Implications and Future Directions

Practical Implications: FAC Synthesis enables principled, data-efficient synthetic corpus generation tuned to the specific latent weaknesses of a model, critically improving post-training under severe data constraints. It also opens the way to more systematic self-improvement cycles, where a trained model’s uncovered features can be incrementally mined and targeted.

Theoretical Implications: The alignment between interpretability (through sparse features), diversity, and generalization is quantitatively substantiated.
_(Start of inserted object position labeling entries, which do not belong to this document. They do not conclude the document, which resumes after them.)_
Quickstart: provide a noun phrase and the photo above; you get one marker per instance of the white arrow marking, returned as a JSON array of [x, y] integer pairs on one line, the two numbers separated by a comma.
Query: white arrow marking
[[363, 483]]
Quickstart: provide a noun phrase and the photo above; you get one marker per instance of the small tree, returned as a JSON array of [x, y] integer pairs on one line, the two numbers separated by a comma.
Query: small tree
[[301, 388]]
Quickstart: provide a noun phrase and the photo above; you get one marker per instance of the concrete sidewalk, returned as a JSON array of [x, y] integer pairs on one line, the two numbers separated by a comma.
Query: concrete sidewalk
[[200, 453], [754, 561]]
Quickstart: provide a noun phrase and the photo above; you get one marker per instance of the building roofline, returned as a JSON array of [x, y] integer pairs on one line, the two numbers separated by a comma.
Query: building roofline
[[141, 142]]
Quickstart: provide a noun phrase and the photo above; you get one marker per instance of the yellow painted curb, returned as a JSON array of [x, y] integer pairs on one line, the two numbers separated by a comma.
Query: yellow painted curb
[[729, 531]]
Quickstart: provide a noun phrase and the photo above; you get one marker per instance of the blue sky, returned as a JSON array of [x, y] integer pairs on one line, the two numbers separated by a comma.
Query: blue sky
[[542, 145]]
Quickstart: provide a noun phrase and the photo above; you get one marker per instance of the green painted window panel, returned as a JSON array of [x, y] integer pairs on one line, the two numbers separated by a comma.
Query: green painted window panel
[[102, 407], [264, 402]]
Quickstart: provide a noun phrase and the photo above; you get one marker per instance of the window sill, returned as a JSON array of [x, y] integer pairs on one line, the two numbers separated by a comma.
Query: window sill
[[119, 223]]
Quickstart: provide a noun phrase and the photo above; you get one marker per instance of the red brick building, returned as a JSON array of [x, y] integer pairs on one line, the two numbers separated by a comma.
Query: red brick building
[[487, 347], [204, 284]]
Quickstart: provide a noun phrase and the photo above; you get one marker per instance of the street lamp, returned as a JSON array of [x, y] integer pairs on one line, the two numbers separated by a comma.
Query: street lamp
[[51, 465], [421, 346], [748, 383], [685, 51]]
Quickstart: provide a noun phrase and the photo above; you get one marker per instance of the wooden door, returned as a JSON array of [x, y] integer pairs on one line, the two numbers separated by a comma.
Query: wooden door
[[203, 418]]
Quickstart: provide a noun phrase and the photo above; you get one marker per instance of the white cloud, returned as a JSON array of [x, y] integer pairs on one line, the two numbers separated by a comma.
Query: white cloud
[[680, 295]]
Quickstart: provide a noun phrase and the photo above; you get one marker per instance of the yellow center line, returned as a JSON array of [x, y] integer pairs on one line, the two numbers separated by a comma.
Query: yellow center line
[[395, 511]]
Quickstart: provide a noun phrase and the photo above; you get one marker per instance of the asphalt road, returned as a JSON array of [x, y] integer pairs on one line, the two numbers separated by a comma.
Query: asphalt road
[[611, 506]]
FAC provides a more semantically and operationally relevant diversity signal than text-based metrics, and the approach bridges the gap between feature-level understanding and coverage-regularized generalization.

Limitations and Future Work: Capturing features corresponding to distributed, high-level reasoning remains difficult, as these are not always localized within the shallow SAE decompositions. Future research should address richer, multi-layer feature compositions, and global feature manifolds that underlie compositional behaviors. Unifying prompt engineering, retrieval conditioning, and dynamic feature mining may further enhance both generalization and safety. Additionally, the transferability of feature spaces to multilingual or domain-specialized LLMs should be systematically explored.

Conclusion

FAC Synthesis demonstrates that exhaustive surface-level diversity is not necessary when synthetic data is targeted to close feature space coverage gaps relevant to downstream generalization. This framework not only achieves higher efficiency and reliability in LLM post-training, but also establishes a theoretically grounded paradigm for model-driven, interpretable data-centric optimization. The results suggest a transition from heuristic, text-centric augmentation toward principled, feature-aware data creation, with broad applicability in scalable, safe, and robust LLM alignment strategies (2602.10388).